Thought some of you might be interested in a recent sweep boat adventure a few of us had on the Rogue River:

Sweeping the Wild & Scenic Rogue River | Indigo Creek


----------



## Wadeinthewater (Mar 22, 2009)

Nice write-up. My biggest concern has always been the flat water in Huggins and Flora Dell. I think the water would be 8,000 cfs at Agness before I would give it a try.

My favorite quote fron the article - "however after a bit of practice and trial and error (hopefully not too much error), a newbie sweep boat driver will be pleasantly surprised at the boats maneuverability". Yes, most people are surprised, especially if the sweep isn't too heavily loaded.

Video?


----------



## okieboater (Oct 19, 2004)

any photos of the sweep boat running Blossom Bar ?

was the flow high enough for the sweep boat to float over the picket fence if you went river left ?

Thanks for sharing I bet that was a big fun trip for all


----------



## WillVolpert (Apr 16, 2008)

Wadeinthewater said:


> My biggest concern has always been the flat water in Huggins and Flora Dell.
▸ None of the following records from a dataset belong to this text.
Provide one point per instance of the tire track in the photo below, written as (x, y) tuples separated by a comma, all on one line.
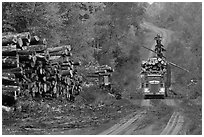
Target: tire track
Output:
[(122, 126), (174, 125)]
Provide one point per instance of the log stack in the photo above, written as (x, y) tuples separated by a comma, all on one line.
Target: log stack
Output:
[(30, 66)]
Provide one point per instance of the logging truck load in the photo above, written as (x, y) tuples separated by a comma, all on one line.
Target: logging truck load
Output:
[(155, 77), (156, 72)]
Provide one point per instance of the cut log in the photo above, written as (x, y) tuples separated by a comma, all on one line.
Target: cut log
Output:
[(37, 47), (9, 63), (14, 70), (60, 53), (19, 52), (58, 49), (19, 43), (26, 38), (35, 40), (9, 40), (65, 72), (23, 58), (7, 81), (8, 100)]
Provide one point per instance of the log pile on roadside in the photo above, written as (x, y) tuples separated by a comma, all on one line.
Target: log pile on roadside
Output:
[(30, 67)]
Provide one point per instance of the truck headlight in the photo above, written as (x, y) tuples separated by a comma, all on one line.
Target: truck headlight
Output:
[(146, 90), (162, 90)]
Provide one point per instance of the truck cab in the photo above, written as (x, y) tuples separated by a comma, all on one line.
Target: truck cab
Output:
[(154, 78), (153, 85)]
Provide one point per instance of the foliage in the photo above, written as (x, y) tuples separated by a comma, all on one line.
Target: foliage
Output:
[(107, 33)]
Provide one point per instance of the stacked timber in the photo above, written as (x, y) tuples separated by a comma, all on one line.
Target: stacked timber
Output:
[(30, 66)]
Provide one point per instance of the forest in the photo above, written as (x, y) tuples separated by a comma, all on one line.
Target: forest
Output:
[(110, 33)]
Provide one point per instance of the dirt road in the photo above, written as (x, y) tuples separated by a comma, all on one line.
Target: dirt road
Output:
[(170, 123)]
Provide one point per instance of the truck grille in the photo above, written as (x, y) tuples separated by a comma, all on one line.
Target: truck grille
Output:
[(154, 88)]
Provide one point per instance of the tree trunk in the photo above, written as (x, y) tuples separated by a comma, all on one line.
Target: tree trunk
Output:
[(9, 40), (35, 40), (10, 62)]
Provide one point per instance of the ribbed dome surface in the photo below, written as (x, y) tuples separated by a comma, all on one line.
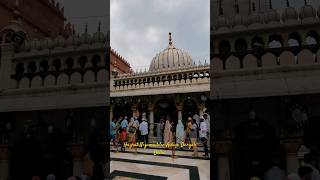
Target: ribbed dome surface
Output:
[(170, 57)]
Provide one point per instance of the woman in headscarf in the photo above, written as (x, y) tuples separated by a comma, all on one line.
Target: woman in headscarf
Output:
[(180, 132), (192, 131), (167, 132), (132, 129)]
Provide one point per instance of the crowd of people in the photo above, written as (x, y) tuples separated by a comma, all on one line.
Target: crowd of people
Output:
[(53, 177), (196, 129), (307, 171)]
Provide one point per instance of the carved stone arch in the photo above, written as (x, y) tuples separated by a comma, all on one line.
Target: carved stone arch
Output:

Yes, ours too. We had great weather and no wind on the first day through Battle Bar flats. And then the next day we got some wind toward the bottom of Flora Del flats but it wasn't too bad. 



okieboater said:


> any photos of the sweep boat running Blossom Bar ?


Somehow we didn't get any video or photos running Blossom. Will have to do it again I guess.


----------



## Norcalcoastie (Jan 4, 2019)

Very cool. Especially like the tent setup on the deck of the sweep. What’s the dimensions of your sweep? I always cringe running my 156R through the ladder.


----------



## okieboater (Oct 19, 2004)

willvopert,

glad to give you an excuse to play on Blossom Bar.

one of the best ever rivers and drops we have in the US.

lots of rafts and even some jet boat videos on utube but I have not seen a sweep boat run.

thank you for sharing your Sweep Boat time.


----------